Chapter 2. Red Hat JBoss Enterprise Application Platform 7

2.1. Overview

Red Hat JBoss Enterprise Application Platform (EAP) 7 is a fast, secure and powerful middleware platform built upon open standards and compliant with the Java Enterprise Edition (Java EE) 7 specification. It provides high-availability clustering, powerful messaging, distributed caching and other technologies to create a stable and scalable platform.

The modular structure allows for services to be enabled only when required, significantly increasing start-up speed. The Management Console and Management CLI remove the need to edit XML configuration files by hand, adding the ability to script and automate tasks. In addition, it includes APIs and development frameworks that can be used to develop secure, powerful, and scalable Java EE applications quickly.

2.2. Clustering

Clustering refers to using multiple resources, such as servers, as though they were a single entity.

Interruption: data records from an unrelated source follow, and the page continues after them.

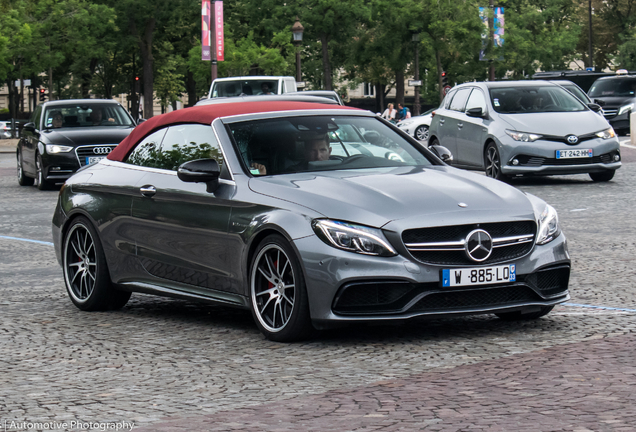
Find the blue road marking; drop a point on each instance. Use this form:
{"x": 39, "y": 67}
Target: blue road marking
{"x": 599, "y": 307}
{"x": 27, "y": 240}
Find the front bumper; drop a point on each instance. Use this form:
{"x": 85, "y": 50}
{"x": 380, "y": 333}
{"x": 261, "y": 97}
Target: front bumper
{"x": 346, "y": 287}
{"x": 58, "y": 167}
{"x": 539, "y": 157}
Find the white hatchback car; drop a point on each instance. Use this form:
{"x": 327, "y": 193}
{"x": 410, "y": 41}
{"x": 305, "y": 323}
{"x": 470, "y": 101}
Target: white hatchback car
{"x": 417, "y": 126}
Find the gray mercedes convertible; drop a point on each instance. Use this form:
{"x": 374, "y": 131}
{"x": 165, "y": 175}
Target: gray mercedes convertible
{"x": 309, "y": 215}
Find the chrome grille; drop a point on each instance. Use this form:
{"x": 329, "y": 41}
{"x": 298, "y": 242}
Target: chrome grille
{"x": 446, "y": 245}
{"x": 82, "y": 152}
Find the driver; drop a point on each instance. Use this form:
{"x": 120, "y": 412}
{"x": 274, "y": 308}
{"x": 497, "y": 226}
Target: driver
{"x": 96, "y": 117}
{"x": 317, "y": 148}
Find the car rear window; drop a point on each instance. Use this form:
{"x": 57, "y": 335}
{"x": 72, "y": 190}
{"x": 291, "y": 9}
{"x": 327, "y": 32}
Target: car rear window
{"x": 617, "y": 87}
{"x": 534, "y": 99}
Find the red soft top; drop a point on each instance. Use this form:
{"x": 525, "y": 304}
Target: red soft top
{"x": 205, "y": 114}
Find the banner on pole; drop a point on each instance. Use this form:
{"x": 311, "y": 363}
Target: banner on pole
{"x": 205, "y": 31}
{"x": 498, "y": 32}
{"x": 218, "y": 30}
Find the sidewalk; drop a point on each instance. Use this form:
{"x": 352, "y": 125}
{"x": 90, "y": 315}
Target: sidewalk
{"x": 8, "y": 146}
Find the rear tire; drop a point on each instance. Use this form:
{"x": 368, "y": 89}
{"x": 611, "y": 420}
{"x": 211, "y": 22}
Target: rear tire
{"x": 602, "y": 176}
{"x": 278, "y": 293}
{"x": 85, "y": 270}
{"x": 23, "y": 179}
{"x": 518, "y": 316}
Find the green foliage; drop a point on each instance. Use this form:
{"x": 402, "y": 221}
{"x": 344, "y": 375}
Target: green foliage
{"x": 154, "y": 157}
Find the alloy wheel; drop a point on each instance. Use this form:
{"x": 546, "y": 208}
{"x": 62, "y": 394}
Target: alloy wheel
{"x": 80, "y": 263}
{"x": 273, "y": 288}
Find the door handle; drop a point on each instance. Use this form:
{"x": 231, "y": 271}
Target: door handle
{"x": 148, "y": 191}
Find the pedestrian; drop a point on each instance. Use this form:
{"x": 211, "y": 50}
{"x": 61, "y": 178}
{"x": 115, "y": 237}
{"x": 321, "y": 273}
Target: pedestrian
{"x": 389, "y": 113}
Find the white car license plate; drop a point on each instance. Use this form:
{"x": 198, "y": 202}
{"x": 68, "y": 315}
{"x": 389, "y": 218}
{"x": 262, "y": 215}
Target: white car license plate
{"x": 571, "y": 154}
{"x": 479, "y": 275}
{"x": 93, "y": 159}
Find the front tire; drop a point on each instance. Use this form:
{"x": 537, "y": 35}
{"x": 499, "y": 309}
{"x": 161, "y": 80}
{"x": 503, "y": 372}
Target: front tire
{"x": 492, "y": 162}
{"x": 85, "y": 270}
{"x": 602, "y": 176}
{"x": 421, "y": 133}
{"x": 278, "y": 294}
{"x": 23, "y": 179}
{"x": 518, "y": 316}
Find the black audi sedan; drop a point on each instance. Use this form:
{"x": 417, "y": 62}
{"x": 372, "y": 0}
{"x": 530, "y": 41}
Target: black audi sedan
{"x": 64, "y": 135}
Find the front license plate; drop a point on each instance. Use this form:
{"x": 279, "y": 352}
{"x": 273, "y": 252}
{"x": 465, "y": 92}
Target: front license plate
{"x": 479, "y": 275}
{"x": 93, "y": 159}
{"x": 571, "y": 154}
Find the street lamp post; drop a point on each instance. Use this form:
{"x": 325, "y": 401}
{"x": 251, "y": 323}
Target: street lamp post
{"x": 416, "y": 105}
{"x": 297, "y": 30}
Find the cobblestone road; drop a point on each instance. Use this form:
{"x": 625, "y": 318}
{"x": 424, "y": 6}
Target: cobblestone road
{"x": 170, "y": 365}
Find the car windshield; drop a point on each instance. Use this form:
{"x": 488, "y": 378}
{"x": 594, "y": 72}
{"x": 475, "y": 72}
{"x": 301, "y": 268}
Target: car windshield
{"x": 618, "y": 87}
{"x": 86, "y": 115}
{"x": 321, "y": 143}
{"x": 576, "y": 91}
{"x": 244, "y": 88}
{"x": 534, "y": 99}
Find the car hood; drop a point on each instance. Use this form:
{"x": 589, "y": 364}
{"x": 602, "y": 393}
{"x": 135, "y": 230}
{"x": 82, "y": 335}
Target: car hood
{"x": 408, "y": 196}
{"x": 558, "y": 124}
{"x": 614, "y": 101}
{"x": 82, "y": 136}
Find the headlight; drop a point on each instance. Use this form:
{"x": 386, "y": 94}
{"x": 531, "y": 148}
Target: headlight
{"x": 548, "y": 226}
{"x": 606, "y": 134}
{"x": 353, "y": 238}
{"x": 52, "y": 148}
{"x": 625, "y": 108}
{"x": 522, "y": 136}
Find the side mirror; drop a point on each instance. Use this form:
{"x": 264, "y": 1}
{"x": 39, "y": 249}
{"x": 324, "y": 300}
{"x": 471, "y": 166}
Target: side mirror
{"x": 475, "y": 112}
{"x": 200, "y": 171}
{"x": 442, "y": 152}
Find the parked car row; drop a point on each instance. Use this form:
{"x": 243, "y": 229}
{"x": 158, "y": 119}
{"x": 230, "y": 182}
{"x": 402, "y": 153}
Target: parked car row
{"x": 525, "y": 128}
{"x": 312, "y": 214}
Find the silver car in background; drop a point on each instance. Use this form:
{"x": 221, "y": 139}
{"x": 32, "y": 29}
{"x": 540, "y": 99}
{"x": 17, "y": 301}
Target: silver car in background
{"x": 516, "y": 128}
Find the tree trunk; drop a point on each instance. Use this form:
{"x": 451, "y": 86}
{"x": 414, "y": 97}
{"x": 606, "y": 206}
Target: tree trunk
{"x": 145, "y": 46}
{"x": 399, "y": 87}
{"x": 438, "y": 61}
{"x": 379, "y": 98}
{"x": 191, "y": 87}
{"x": 324, "y": 40}
{"x": 51, "y": 83}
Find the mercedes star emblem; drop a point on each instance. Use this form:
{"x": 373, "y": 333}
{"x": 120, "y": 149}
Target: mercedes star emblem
{"x": 478, "y": 245}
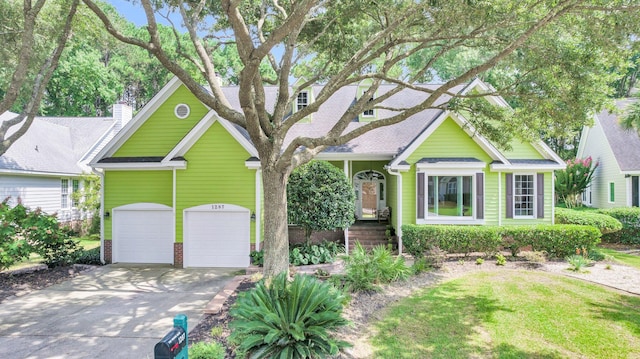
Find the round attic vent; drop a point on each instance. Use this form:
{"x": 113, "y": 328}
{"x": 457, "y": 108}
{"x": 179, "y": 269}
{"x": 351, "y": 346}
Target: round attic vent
{"x": 182, "y": 111}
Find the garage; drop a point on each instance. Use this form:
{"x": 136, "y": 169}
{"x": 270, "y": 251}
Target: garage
{"x": 143, "y": 233}
{"x": 216, "y": 235}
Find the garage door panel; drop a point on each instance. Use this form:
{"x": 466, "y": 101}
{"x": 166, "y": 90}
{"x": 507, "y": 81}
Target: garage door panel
{"x": 215, "y": 238}
{"x": 142, "y": 235}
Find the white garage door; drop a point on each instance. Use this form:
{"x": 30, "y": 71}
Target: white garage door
{"x": 216, "y": 235}
{"x": 143, "y": 233}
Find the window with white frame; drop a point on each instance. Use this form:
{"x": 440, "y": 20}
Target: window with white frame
{"x": 523, "y": 195}
{"x": 64, "y": 193}
{"x": 75, "y": 188}
{"x": 450, "y": 196}
{"x": 302, "y": 100}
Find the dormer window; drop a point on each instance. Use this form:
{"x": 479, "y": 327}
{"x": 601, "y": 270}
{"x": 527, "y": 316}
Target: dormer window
{"x": 369, "y": 112}
{"x": 302, "y": 101}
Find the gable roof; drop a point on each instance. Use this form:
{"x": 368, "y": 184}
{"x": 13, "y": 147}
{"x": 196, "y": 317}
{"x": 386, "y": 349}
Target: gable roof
{"x": 55, "y": 145}
{"x": 625, "y": 144}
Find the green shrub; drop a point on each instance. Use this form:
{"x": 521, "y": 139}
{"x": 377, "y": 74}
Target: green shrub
{"x": 605, "y": 223}
{"x": 365, "y": 271}
{"x": 89, "y": 256}
{"x": 418, "y": 239}
{"x": 630, "y": 219}
{"x": 284, "y": 319}
{"x": 202, "y": 350}
{"x": 559, "y": 240}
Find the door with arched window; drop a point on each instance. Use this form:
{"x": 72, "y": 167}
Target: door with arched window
{"x": 370, "y": 187}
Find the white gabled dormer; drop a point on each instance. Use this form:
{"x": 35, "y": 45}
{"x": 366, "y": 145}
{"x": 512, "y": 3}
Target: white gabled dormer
{"x": 303, "y": 98}
{"x": 370, "y": 114}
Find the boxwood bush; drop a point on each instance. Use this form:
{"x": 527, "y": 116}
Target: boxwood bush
{"x": 605, "y": 223}
{"x": 558, "y": 240}
{"x": 630, "y": 219}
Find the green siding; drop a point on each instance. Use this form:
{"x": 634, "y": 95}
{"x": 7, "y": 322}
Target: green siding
{"x": 127, "y": 187}
{"x": 522, "y": 150}
{"x": 162, "y": 131}
{"x": 215, "y": 173}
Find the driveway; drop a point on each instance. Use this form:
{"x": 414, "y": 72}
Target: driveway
{"x": 114, "y": 311}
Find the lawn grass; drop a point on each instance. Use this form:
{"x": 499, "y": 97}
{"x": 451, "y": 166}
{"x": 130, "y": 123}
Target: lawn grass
{"x": 511, "y": 314}
{"x": 624, "y": 258}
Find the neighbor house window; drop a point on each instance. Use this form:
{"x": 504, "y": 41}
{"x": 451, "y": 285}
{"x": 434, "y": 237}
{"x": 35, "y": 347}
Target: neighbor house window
{"x": 523, "y": 196}
{"x": 612, "y": 192}
{"x": 450, "y": 196}
{"x": 64, "y": 193}
{"x": 302, "y": 100}
{"x": 75, "y": 184}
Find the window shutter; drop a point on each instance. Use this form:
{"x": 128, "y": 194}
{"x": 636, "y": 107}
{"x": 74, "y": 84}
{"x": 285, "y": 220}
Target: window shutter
{"x": 480, "y": 195}
{"x": 540, "y": 195}
{"x": 509, "y": 180}
{"x": 421, "y": 195}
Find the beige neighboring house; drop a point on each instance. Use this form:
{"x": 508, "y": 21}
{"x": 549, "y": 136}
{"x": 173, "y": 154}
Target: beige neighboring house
{"x": 45, "y": 166}
{"x": 616, "y": 182}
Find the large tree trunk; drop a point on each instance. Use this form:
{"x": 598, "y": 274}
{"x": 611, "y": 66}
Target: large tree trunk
{"x": 276, "y": 233}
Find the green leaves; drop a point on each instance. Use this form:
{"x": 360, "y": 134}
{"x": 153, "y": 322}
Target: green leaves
{"x": 287, "y": 319}
{"x": 320, "y": 197}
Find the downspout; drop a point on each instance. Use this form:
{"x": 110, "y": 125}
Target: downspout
{"x": 173, "y": 206}
{"x": 346, "y": 168}
{"x": 499, "y": 198}
{"x": 258, "y": 211}
{"x": 101, "y": 214}
{"x": 398, "y": 205}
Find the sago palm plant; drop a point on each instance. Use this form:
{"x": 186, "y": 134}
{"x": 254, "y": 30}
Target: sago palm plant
{"x": 288, "y": 319}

In its simplest form, horizontal scaling can be accomplished by using load balancing to distribute the load between two or more servers. Such an approach quickly becomes problematic when the server holds non-persistent and in-memory state. Such a state is typically associated with a client session. Sticky load balancing attempts to address these concerns by ensuring that client requests tied to the same session are always sent to the same server instance. For web requests, sticky load balancing can be accomplished through either the use of a hardware load balancer, or a web server with a software load balancer component. This architecture covers the use of a web server with a specific load balancing software but the principles remain largely the same for other load balancing solutions, including those that are hardware based.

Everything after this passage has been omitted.